I didn’t find Siri overly useful with the OMNA 180, however this not due to D-Link this is all Apple will allow. It would be great if Apple would allow you to record footage by asking Siri.
The biggest HomeKit aspect worth mentioning is encryption. Apple has high encryption standards and requires all of its HomeKit-certified products to implement strong encryption.
So when you are looking to invest in a smart camera, you really need to think about privacy. As you really don’t want someone to hack into your feed and watching everything you do. But with smart cameras connected to HomeKit, you do not have this worry.
OMNA 180 HomeKit Secure video support
Base on a conversation with D-link PR people, the OMNA 180 will not be getting HomeKit Secure video. However if this is something you needm, then the Circle 2 offers HSV.
OMNA 180 review – summary
If you have an HomeKit setup or are interested in HomeKit products, the OMNA 180 is worth checking out. But if you don’t and just plan to use the OMNA app, then you can find better options with more control.

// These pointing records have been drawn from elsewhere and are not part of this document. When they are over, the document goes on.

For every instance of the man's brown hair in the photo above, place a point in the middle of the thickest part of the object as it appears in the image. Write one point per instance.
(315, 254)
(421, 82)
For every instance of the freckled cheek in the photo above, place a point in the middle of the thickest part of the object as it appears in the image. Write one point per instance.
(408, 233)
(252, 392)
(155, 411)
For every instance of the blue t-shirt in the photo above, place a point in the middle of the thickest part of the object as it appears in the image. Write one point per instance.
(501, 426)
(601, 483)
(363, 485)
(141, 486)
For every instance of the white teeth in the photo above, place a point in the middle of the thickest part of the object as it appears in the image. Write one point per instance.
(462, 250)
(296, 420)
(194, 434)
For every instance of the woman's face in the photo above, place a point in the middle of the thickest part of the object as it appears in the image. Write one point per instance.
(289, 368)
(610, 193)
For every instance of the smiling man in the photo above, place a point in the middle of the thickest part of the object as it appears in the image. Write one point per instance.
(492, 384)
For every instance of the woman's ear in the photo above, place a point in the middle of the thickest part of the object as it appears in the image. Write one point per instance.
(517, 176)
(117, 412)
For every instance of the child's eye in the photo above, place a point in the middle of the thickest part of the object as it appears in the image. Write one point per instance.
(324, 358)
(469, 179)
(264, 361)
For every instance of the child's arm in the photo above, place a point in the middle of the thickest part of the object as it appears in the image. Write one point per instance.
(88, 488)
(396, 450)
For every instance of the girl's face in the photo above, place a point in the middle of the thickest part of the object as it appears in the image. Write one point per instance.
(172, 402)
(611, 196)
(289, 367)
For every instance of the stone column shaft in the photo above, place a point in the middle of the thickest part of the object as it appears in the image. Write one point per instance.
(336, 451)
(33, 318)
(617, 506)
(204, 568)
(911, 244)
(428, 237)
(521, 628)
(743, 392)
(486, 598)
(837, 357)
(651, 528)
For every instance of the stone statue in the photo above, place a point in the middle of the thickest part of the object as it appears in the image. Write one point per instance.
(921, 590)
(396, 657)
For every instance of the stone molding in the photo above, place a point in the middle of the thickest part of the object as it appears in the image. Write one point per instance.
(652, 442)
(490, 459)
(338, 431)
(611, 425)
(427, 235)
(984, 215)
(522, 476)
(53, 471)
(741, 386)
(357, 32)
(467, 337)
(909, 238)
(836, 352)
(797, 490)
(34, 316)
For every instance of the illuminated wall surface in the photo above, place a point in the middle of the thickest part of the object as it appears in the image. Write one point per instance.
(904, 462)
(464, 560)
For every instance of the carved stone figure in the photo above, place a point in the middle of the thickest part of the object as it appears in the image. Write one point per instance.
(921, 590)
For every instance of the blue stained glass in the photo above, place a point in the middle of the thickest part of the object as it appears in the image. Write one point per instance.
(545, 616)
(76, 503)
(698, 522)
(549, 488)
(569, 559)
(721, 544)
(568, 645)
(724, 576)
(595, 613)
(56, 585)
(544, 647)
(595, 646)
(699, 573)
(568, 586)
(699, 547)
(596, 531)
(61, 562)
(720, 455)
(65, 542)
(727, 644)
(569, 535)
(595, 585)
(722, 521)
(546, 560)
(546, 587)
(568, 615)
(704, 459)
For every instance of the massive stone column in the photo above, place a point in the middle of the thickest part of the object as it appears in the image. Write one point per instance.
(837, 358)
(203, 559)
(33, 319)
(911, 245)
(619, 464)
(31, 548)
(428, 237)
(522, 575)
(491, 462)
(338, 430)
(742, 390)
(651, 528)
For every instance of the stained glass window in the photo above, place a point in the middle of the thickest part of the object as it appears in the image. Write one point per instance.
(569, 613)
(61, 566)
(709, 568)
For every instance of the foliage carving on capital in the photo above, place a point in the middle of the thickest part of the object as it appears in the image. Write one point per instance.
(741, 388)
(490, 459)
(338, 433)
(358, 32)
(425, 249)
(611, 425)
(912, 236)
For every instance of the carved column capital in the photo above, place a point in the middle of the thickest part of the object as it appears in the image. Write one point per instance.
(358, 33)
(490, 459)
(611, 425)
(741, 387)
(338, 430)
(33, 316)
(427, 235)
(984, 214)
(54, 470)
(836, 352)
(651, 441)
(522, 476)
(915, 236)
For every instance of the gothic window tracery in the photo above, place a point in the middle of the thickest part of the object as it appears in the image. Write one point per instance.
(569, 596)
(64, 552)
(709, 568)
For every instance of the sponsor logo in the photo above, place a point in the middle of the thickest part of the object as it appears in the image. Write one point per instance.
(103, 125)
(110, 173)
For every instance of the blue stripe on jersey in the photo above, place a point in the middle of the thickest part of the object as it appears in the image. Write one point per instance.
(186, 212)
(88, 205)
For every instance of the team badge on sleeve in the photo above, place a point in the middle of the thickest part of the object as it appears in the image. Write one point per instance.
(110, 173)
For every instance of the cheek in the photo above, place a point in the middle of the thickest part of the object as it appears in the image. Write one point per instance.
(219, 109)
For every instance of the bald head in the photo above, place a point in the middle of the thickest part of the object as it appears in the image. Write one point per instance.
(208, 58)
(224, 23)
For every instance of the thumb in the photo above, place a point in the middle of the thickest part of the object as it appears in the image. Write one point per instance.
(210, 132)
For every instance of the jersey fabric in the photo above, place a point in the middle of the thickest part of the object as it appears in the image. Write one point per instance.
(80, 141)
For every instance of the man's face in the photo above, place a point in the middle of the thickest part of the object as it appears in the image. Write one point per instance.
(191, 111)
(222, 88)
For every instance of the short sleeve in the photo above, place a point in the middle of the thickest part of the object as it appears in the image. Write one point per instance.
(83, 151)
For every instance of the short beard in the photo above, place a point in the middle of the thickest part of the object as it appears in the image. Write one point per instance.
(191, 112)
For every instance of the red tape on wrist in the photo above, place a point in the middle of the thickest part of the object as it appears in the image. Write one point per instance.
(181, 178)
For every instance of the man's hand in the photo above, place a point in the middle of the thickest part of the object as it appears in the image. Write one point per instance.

The camera works well with Homekit and this is because it was built it to work with Apple’s smart home platform. When buying the OMNA 180, you not only get a security camera, you also get motion detection which is great when used with other HomeKit accessories.
Whilst it uses Apple Homekit encryption to protect your data and only local storage. The latter could be seen as a drawback for some. If the thief takes the camera, then you have lost any evidence. I was also disappointed to hear that the OMNA 180 will not support HomeKit Secure Video.
Overall, the OMNA 180 is a good camera that works well with HomeKit. As with most products that I review, if it works well then I will continue to use in my home.